Taking politically correct stances on transgender bathrooms and “climate change” is a way for elite Americans to feel good about themselves while ignoring the social-justice issues right under their noses. This is because elites—especially corporate elites—benefit from the quiet exploitation of people who don’t have the social clout to complain. Take Apple, for example.
However, they have the values of nineteenth-century Robber Barons when it comes to the third-world peasants toiling in their factories. Apple products are manufactured in China by Foxconn, a Taiwanese company that pays people $2 a day to assemble iPhones.
“Some workers have reported being forced to stand for twenty-four hours at a time. Others say they are beaten by their supervisors,” Carlson writes. In 2010, they began committing mass suicide in protest—a story the American media studiously ignored. White liberals didn’t launch Twitter hashtags or Facebook campaigns in solidarity with Foxconn workers assembling iPhones in brutal conditions. Nobody cared—because Apple, as Carlson writes, “has purchased indulgences from the church of cultural liberalism.”
“Apple has a gay CEO with fashionable social views,” he writes. “The company issues statements about green energy and protested the Trump administration’s immigration policies. The company is progressive in ways that matter in Brooklyn.”

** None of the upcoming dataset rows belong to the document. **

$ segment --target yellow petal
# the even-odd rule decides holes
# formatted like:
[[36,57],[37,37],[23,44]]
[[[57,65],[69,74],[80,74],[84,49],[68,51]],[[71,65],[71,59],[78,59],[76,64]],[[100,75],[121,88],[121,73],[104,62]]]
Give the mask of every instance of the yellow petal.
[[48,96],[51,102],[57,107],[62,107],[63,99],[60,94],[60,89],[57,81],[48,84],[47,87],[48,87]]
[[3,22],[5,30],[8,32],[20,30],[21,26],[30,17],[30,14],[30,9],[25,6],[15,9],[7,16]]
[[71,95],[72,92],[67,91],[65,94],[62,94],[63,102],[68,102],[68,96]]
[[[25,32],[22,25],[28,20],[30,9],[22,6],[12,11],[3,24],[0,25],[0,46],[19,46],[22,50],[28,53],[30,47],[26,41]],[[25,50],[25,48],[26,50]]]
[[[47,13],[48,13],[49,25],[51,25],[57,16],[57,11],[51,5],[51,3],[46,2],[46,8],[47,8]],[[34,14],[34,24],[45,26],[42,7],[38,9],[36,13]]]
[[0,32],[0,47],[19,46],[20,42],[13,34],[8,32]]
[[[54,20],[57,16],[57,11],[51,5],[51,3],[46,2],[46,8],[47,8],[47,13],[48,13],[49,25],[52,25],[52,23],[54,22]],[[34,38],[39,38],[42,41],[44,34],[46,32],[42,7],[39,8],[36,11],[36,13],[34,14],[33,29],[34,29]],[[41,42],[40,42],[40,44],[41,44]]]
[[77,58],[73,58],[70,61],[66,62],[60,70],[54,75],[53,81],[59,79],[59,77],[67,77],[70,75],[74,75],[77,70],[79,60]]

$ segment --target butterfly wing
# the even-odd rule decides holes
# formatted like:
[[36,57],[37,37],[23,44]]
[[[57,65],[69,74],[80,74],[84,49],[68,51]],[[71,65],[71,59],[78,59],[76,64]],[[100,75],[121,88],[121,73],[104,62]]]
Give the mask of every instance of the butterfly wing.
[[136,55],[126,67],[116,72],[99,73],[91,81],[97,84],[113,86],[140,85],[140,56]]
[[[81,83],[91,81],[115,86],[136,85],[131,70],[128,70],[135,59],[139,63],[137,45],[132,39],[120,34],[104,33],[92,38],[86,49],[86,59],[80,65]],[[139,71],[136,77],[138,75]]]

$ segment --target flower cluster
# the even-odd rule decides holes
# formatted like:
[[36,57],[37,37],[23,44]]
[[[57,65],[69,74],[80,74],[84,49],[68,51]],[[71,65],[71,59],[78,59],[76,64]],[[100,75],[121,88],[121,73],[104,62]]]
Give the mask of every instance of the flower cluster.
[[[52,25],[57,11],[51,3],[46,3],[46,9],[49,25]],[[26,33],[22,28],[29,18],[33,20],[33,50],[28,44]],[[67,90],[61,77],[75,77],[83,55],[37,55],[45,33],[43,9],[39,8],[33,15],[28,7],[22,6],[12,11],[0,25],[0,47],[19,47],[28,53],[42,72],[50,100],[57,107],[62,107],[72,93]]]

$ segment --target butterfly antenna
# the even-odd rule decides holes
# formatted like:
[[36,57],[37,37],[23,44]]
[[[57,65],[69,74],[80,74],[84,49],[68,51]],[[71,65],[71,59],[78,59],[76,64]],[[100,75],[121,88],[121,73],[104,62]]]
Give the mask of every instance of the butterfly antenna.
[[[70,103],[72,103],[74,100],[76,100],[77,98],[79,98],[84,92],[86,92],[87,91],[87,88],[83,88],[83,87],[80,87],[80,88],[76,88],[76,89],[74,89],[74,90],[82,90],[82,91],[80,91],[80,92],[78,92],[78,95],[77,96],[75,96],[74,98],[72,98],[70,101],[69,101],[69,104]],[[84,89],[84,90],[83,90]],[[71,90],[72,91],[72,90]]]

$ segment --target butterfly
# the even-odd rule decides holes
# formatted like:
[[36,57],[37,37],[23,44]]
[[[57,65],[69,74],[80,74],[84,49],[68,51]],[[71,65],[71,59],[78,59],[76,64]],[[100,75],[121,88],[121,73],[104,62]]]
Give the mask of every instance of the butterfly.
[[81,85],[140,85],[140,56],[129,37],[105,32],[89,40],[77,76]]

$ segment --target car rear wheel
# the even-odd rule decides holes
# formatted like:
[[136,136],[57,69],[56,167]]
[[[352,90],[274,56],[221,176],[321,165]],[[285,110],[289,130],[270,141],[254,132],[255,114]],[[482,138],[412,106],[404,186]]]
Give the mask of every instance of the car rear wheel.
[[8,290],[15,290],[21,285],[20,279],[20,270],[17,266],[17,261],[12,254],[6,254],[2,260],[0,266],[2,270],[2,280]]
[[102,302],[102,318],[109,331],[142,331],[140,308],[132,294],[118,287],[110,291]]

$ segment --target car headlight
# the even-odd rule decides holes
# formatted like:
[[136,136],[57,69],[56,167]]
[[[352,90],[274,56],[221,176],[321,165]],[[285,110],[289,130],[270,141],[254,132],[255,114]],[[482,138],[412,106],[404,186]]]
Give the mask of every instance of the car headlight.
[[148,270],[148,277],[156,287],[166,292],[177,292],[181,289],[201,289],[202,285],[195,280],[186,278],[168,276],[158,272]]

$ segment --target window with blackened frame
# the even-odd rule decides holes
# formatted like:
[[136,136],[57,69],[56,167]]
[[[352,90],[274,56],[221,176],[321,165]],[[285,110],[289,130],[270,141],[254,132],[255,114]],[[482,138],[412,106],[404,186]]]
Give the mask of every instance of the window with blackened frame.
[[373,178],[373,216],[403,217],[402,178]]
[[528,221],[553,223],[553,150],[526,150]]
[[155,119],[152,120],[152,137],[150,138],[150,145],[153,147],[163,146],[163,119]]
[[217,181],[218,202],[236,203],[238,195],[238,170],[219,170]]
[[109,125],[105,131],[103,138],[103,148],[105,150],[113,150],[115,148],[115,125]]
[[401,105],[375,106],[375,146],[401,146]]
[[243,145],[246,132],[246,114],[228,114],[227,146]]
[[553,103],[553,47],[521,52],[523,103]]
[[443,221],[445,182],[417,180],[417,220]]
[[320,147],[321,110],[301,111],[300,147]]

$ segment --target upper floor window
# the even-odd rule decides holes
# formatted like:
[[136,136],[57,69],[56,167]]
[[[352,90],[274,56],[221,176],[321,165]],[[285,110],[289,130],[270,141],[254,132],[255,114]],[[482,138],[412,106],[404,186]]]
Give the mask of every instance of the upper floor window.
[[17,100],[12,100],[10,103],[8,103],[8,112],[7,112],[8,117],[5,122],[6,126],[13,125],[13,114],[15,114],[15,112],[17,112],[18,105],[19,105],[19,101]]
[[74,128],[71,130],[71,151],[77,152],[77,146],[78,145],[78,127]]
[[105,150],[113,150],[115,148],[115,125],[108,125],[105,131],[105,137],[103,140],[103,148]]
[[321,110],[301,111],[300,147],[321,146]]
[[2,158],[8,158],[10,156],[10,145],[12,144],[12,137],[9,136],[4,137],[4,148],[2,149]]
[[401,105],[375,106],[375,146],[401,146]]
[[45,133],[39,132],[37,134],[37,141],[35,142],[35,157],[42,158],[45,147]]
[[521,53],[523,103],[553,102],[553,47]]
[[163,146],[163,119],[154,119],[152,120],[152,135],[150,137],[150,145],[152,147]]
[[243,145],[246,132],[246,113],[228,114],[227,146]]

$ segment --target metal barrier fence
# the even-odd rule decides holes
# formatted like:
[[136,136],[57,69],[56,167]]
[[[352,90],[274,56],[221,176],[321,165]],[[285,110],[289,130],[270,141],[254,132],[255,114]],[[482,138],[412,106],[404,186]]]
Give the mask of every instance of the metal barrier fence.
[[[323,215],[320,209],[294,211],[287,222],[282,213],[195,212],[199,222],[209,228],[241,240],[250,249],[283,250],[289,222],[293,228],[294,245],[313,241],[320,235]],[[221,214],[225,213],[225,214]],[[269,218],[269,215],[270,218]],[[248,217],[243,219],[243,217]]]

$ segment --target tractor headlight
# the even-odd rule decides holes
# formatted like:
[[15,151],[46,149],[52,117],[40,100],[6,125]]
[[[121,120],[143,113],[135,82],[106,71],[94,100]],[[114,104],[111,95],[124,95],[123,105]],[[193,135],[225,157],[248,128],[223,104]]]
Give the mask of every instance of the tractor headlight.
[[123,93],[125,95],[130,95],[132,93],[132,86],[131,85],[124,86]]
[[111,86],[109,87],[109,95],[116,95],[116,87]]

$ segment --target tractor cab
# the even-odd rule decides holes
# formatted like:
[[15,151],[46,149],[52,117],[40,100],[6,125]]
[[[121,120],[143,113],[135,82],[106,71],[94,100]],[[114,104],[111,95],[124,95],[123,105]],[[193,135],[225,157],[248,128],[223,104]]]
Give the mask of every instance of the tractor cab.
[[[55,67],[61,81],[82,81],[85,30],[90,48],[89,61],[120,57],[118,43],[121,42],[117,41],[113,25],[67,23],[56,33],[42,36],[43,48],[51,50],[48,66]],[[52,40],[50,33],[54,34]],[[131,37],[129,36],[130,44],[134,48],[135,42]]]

Being progressive in ways that matter in elite America means flagellating yourself for your “white privilege,” while ignoring the fact that everyone you interact with is privileged, period. In 2015, The New York Times published an unintentionally comical article titled “At New York Private Schools, Challenging White Privilege From the Inside.”
“On a recent morning, 20 or so high school students, most of them white, milled about the meetinghouse at Friends Seminary, a private school in Manhattan. They were trying to unload on their classmates slips of paper on which they had jotted down words related to the topic ‘Things I don’t want to be called’…Several girls tried get to rid of ‘ditsy.’ A sophomore in jeans and a gray hoodie who identifies as Asian-American was seeking to unload ‘minority,” the Times reported.
“And several white students, including a long-limbed girl in a checkered lumberjack shirt, wanted to get rid of ‘privileged,’” the article continued. “’It’s just a very strong word to use,’ the last girl said. ‘I don’t want to be identified with that just because my parents can afford things. I think it has a negative connotation.’”
This article was, sadly, not satire. The Times described this vapid absurdity as “part of a new wave of diversity efforts that some of the city’s most elite private schools are undertaking.”
This is what “diversity” means in elite America. Elites claim to deeply value equality for gay people, women, immigrants, and “people of color”—but only as long as those people can pony up the private school tuition and country club fees. Of course, a rainbow of skin tones, genders, and nationalities isn’t very “diverse” if everyone in the room lives in Pacific Heights and went to Stanford.
That’s not diversity. That’s surrounding yourself with people exactly like you. In a glaring display of psychological projection, elites accuse narrow-minded Americans in flyover country of doing exactly that.
Elite America is a “Ship of Fools,” indeed.